NL architects, pieter bannenberg, walter van dijk and kamiel klaasse, presented 'virtual realities' a
photographic exhibition, at the venice architecture biennale. the works discuss the present position of
the architect, which at times seems non-existent as there are so many middlemen involved in projects
these days that they seem to take forever to complete. but, we have a savior in photoshop. it gives us the ability,
with the click of a few buttons, to communicate ideas and envision what something could look like.

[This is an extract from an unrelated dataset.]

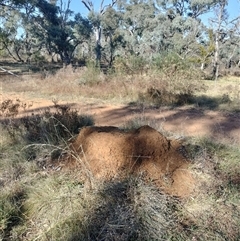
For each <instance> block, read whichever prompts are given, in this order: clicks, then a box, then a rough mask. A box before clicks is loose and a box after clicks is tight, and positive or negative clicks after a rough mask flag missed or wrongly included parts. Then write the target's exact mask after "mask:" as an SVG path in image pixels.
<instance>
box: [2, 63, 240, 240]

NL architects
have exhibited large photographic works which deal with these fast changing times and methods of seeing
something before it is completed. they give us a glimpse into the future and the direction in which our built,
and some natural environments, could potentially take us.
one of the photographs was 'cruise city, city cruise'. cruise ships are considered 'parasites' which infest
each port they dock at with loads of tourists. are there ways in which cities can begin to benefit from
these vessels? how can cities begin to benefit from these vessels that enter the ports of various cities?
and what are the possibilities?
'cruise city, city cruise' by NL architects
'flower power' by NL architects
transforming the modern 'windmill', the turbine, within the traditional dutch landscape, NL architects question
whether it is possible to come up with a monument-type structure, such as the eiffel tower, which is dedicated
to producing environmentally friendly energy. they have come up with ideas on how to combine multiple
wind turbines into one structure with 'flower power'. the result looks like stems growing out of the ground,
with turbines which look like flowers turning in the air.
'trashberg' by NL architects
currently, the pacific ocean naturally tends to collect all floating plastic into on confined area. the result is a
large buoyant island of trash, the size of spain, italy and france. 'trashberg' deals with how our natural
surroundings are starting to build their own structures.
'minimum speed 200 km/h' by NL architects
products which surround us often have unused capacities, we only use a fraction of their potential.
'minimum speed 200 km/h' takes the opportunity to maximize their potential which seems almost too much
like an amusement park.
'phantom pain' by NL architects
in major capitals across europe 18 km2 of office space are left unused which to give you an idea,
covers more than half of manhattan. or simply a ghost town of 50 twin towers.